# Dodgy drop checker?



## AdAndrews (19 Aug 2009)

For my 35litre, i have an aqua essentials drop checker, and in which i have some 4dkh solution, that was brought off another member with co2 kit, and i use 3mls of that and 3 drops of the ph solution.

but the drop checker never gets off dark green, and im adding about 2 bubbles per second and still dark green, apart from when i put the stuff in(ph+4dkh), its blue then.

have i got a dodgy drop checker or should i turn the co2 up?

please advise

Adam


----------



## Themuleous (19 Aug 2009)

If it starts blue and changes to green, then I doubt its a dodgy solution.  More than likely the CO2 just isn't high enough.  Don't forget that lots of surface movement will mean you have to add more CO2 (relatively speaking) to reach the desired CO2 level and that hard water also needs more CO2 to be pumped in as I believe it is more difficult for CO2 to dissolve into hard water than soft water.  

Sam


----------



## AdAndrews (19 Aug 2009)

ok, but 2 bubbles per second is way way way over the limit isnt it? shall i turn it up?


----------



## Themuleous (19 Aug 2009)

What makes you say that?  The 'bubble rate' is only a guide as every tank is different.  If the fish are fine and the DC is green then you could prob up the rate quite a bit, but do it slowly so that if the fish start gasping you can turn it down again without risk to them.

Have you tried replacing the liquid in the DC?  I find the DC needs a good 'wash' out with the 4dKH water, often twice.  Waste of 4dKH water but not loads.

Sam


----------



## oswoldy (19 Aug 2009)

Sorry to ask on your thread but should a DC change from green to blue overnight if you are not injecting co2?

Regards
Mike


----------



## Themuleous (19 Aug 2009)

Yeh give or take a few hours.  Depends on how quickly the CO2 gases off the tank.

Sam


----------



## AdAndrews (19 Aug 2009)

ok, i have no fish in there, so cant tell(levels a bit dodgy too)

alright sam, thanks for your help, i will up it a little


----------



## oswoldy (19 Aug 2009)

Thanks, sorry for asking on this thread just seemed a little pointless starting a new one.

Regards
Mike


----------



## baron von bubba (19 Aug 2009)

AdAndrews said:
			
		

> ok, i have no fish in there, so cant tell(levels a bit dodgy too)
> 
> alright sam, thanks for your help, i will up it a little




even better if you have no fish, crank it up!! 

I have fish and my drop checker is pretty much yellow all day.
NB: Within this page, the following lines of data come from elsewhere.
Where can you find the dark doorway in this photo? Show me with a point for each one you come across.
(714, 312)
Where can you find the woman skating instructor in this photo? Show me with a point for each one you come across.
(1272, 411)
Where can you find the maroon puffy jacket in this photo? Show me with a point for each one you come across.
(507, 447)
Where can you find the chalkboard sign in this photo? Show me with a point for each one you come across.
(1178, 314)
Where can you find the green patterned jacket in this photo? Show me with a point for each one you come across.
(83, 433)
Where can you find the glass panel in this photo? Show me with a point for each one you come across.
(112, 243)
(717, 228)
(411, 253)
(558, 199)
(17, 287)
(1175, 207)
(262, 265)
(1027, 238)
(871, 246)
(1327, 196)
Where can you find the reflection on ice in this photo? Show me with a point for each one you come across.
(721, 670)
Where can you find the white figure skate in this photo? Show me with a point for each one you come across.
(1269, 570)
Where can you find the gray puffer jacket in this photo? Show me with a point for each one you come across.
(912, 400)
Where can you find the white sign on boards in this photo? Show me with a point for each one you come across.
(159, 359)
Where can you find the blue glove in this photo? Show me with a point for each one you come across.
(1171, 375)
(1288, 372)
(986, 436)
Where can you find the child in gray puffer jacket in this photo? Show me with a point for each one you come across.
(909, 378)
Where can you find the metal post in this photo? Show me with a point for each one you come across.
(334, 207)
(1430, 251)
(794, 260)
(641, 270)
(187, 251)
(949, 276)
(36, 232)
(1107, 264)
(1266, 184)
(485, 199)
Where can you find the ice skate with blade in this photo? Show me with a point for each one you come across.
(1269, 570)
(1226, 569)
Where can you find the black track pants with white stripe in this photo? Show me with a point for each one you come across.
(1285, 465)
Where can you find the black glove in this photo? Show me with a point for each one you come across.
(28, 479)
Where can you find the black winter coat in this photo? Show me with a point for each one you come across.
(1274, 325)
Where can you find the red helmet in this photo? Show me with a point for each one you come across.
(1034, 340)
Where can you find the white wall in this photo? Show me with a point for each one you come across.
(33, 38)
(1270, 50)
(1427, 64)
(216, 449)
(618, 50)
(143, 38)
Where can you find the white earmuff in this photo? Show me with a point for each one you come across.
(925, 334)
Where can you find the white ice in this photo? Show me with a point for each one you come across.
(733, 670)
No signs of distress!


----------



## AdAndrews (19 Aug 2009)

lol, ok, i just didnt want to dump a load of co2 in the tank, thats all.


----------



## CeeJay (19 Aug 2009)

Hi


			
				AdAndrews said:
			
		

> ok, i have no fish in there, so cant tell(levels a bit dodgy too)





			
				baron von bubba said:
			
		

> even better if you have no fish, crank it up!!


Couldn't agree more, no fish = loads of CO2. This will get your plants off to the best possible start   .  Then just wind it down when you introduce your fish.

Chris


----------



## baron von bubba (20 Aug 2009)

do you get pearling at all?

my tank looks like lemonade at about 3 hours into the light cycle!  8) 
altho i guess this will happen more under higher lighting.


----------



## AdAndrews (20 Aug 2009)

i do get a little pearling on my hc, so i will crank it up!


----------



## AdAndrews (20 Aug 2009)

cranked it up, and its yellow!!! whooo

not much pearling going on though


----------



## CeeJay (20 Aug 2009)

Hi


			
				AdAndrews said:
			
		

> not much pearling going on though


I struggled to get my HC to pearl to any great degree, a few bubbles here and there, but it was certainly growing well. I tried all sorts of things with the flow and at one stage even had a Koralia powerhead directed straight at it. Maybe it's just me.  . Meanwhile, every other plant in the tank is pearling like there's no tomorrow.
I suppose when I reflect on where I was 6 months ago, the fact that all of my plants are growing well (too well in some cases   ), and all in a healthy condition, thanks to you guys and gals  ,  I'll settle for less pearling on my HC.  

Chris


----------



## Themuleous (21 Aug 2009)

chrisr01 said:
			
		

> I'll settle for less pearling on my HC.



Definitely, pearling is nice, but healthy plants are the main objective.  

Sam


----------



## CeeJay (21 Aug 2009)

Hi


			
				Themuleous said:
			
		

> Definitely, pearling is nice, but healthy plants are the main objective.


Couldn't agree more   

Chris


----------



## baron von bubba (22 Aug 2009)

surely pearling is a pretty good visual indication that a plant is healthy and happy??
not to mention a good indication that co2 levels are fine? 

that is not to say that if a plant isn't then there is something wrong, (i guess lower light will limit this somewhat) but if it is then pretty much everything will be right!

if i don't see loads of bubbles after a few of hours of light i know something is a miss in my tank.
usually it'll be flow or co2 levels due to increased plant mass.


----------



## AdAndrews (22 Aug 2009)

I have noticed even when i woke up this morning, the drop checker was still bright yellow, is this normal, the co2 went off  at 9pm and then the lights at 10pm.  :?:


----------



## Themuleous (22 Aug 2009)

Yeh to a certain extent, but I guess what I meant was if you don't achieve pearling, then don't necessarily think you're not doing it right.  Ok if you get lots then it stops it could be a useful indicator of something being amiss.  I've just redone my work tank and I've yet to see a 'pearl' but the hairgrass is sending out runners already!

Sam


----------



## AdAndrews (22 Aug 2009)

likewise, my hairgrass is sending out runners too


----------